Solaris Volume Manager (SVM) – Creating Disk Mirrors
One great thing about Solaris (x86 and Sparc) is that some really cool disk management software is built right in, and it’s called SVM, or Solaris Volume Manager. In previous versions of Solaris it was called Solstice Disksuite, or just Disksuite for short, and it’s still referred to by that name sometimes by people who have been doing this for a long time and therefore worked with that first. The point is that they are the same thing, except SVM is the new version of the tool.
Today, we are going to look at what we need to create a mirror out of two disks. Actually, we’ll be creating a mirror between two slices (partitions) of two disks. You can, for example, create a mirror between the root file system slices if you want. Or, if you follow old school rules and break out /var, /usr, etc., you can mirror those as well. You can even mirror your swap slices if you don’t mind the performance hit and need that extra uptime assurance, but we’ll talk about swap in another article. For now, let’s talk about SVM and mirrors.
For the purposes of this article, I am going to assume I have a server with two SCSI hard drives, this is the same process for IDE drives, but the drive device names will be different. The device names I am going to use are /dev/dsk/c0t0d0 and /dev/dsk/c0t1d0, notice that they are the same except for the target (t) number changes, indicating the next disk on the bus. For the slices to use, let’s mirror the root file system on slice 0 and swap on slice 1, sound good? Good.
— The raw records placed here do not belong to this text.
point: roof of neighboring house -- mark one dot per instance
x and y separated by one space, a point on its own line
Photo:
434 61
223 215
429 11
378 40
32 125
In order to use SVM, we have to setup what are called “meta databases”. These small databases hold all of the information pertaining to the mirrors that we create, and without them, the machine won’t start. It’s important to note here that it’s not just that the server won’t start without them, the server won’t start (i.e. It goes into single user mode) if you have SVM setup and it can’t find 50% or more of these meta databases. This means that you need to put SVM on your main two drives, or even distribute copies on all local drives if you want, but don’t, for any reason, put any meta databases on removable, external or SAN drives! If you do, and you ever try to start your machine with those drives gone, it won’t start! So keep it on the local drives to make your life easier later.
The disk mirroring is done after the Solaris OS (operating system) has been installed, and therefore we can be sure that the main drive is partitioned correctly since we had to do that as part of the install. However, we need to partition the second disk the same way, the disk label (partition structure) needs to be the same on both disks in the mirror.
We need to pick what partition will hold the meta databases, we already know where / and swap are going to go, and don’t forget that slice 2 is the whole disk or backup partition, so we don’t want to use that for anything. I normally put the meta databases on slice 7. I create a partition of 256MB, which is more than you need, you can use probably 10 if you want, I just like to have some room to grow in the future. It’s important to make sure you get all the slices setup before you do the install!
Now that we have determined where all the slices are going to be and what they will hold (slice 0 is / or root, slice 1 is swap, and slice 7 holds the meta information), let’s copy the partition table from disk 0 to disk 1. Luckily, you can accomplish this in one easy step, like this:
prtvtoc /dev/rdsk/c0t0d0s2 | fmthard -s - /dev/rdsk/c0t1d0s2
Do you understand what we are doing here? We are using the prtvtoc (print vtoc, or disklabel) command to print the current partition structure, and piping it into the fmthard (format hard) command to essentially push the partition table from one drive to the other. Be sure you get the drive names absolutely correct, or you WILL destroy data! This will NOT ask you if you are sure, and there is NO WAY to undo this if you get it backwards, or wrong!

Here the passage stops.